Auf rollentypische Dinge wie dicken Mantel und Hut kann er natürlich nur begrenzt verzichten, doch Leconte, der gemeinsam mit Jérôme Tonnerre auch das Drehbuch schrieb, hat seinen Star schon beim ersten Auftritt seines Markenzeichens beraubt: Ein Besuch bei seinem Hausarzt konfrontiert ihn mit der Tatsache, dass er fortan wohl auf seine Tabakspfeife wird verzichten müssen! Diesen Verlust wird er im weiteren Verlauf unablässig mit großem Unterhaltungswert beklagen. Als Trost bieten Leconte und Tonnerre ihm (und seinem Stammpublikum!) die Gelegenheit zu einem feinen, intelligenten Seitenhieb auf Simenons malenden Landsmann René Magritte: dessen berühmtes Bild „Ceci n’est pas une pipe“, das auf den Unterschied zwischen Ding und Abbild verweist, ist für Depardieu/Maigret nur „ein belgischer Scherz zu unserer Unterhaltung“.

Neben einer so überlebensgroßen Maigret-Figur bleibt wenig Raum für die anderen Rollen, ja sogar für den eigentlichen „Fall“. Der dreht sich um Louise, eine junge Frau aus ärmlichen Verhältnissen, die den Versuch des sozialen Aufstiegs in mondäne Kreise blutig mit dem Leben bezahlen muss.
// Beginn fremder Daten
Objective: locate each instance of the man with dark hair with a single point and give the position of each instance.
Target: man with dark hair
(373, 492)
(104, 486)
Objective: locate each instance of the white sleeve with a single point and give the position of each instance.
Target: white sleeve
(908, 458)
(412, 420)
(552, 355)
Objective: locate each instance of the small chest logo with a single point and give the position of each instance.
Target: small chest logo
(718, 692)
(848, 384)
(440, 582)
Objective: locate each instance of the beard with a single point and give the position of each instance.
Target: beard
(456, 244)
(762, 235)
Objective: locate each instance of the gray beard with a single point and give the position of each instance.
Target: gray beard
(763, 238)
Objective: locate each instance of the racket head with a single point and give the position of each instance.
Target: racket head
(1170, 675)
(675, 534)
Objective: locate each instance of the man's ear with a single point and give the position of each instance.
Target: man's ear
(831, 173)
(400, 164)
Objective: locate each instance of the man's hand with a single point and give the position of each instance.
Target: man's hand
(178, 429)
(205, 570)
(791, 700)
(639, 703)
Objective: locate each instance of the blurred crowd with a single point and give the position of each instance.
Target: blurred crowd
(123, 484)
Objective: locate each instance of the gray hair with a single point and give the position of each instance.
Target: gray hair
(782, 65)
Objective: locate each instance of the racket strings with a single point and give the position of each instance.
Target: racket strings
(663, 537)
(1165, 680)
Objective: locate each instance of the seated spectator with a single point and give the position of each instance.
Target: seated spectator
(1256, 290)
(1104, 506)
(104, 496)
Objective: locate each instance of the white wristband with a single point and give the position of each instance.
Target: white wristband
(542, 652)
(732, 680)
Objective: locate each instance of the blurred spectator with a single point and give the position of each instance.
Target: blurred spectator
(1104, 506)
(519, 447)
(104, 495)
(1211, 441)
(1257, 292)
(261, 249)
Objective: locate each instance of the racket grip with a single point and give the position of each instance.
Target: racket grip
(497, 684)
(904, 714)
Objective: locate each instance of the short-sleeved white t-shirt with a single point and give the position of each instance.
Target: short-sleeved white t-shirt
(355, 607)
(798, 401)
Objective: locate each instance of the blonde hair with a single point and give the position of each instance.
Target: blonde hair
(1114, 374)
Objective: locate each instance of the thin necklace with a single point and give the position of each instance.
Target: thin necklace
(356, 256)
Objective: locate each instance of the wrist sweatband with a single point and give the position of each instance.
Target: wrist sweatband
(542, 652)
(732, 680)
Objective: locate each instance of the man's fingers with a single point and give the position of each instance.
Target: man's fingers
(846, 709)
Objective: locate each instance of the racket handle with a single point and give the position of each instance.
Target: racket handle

Die darin angelegte verhaltene Sozialkritik, die für Simenon typisch ist, schrumpft in Lecontes Drehbuch erheblich zugunsten mancher flüchtiger Passagen, deren Dialoge auch mal ins politisch Unkorrekte fallen. Die Frauenrollen (Clara Antoons als Louise, Jade Labeste als Betty und Anne Loiret als Madame Maigret) sind recht klein dimensioniert und bleiben überwiegend blass. Einzig die fast 80-jährige Aurore Clément schafft es, als aristokratische Drahtzieherin hinter dem Mordfall, in wenigen Auftritten Superstar Depardieu für Momente etwas die Schau zu stehlen. Dies als eine patriarchalische Intrige von Regisseur und Hauptdarsteller anzusehen ginge sicherlich zu weit, doch es kratzt an der Größe eines ansonsten hoch intelligenten und gelungenen Angebots für die weltweite Gemeinde der Simenon-Verehrer.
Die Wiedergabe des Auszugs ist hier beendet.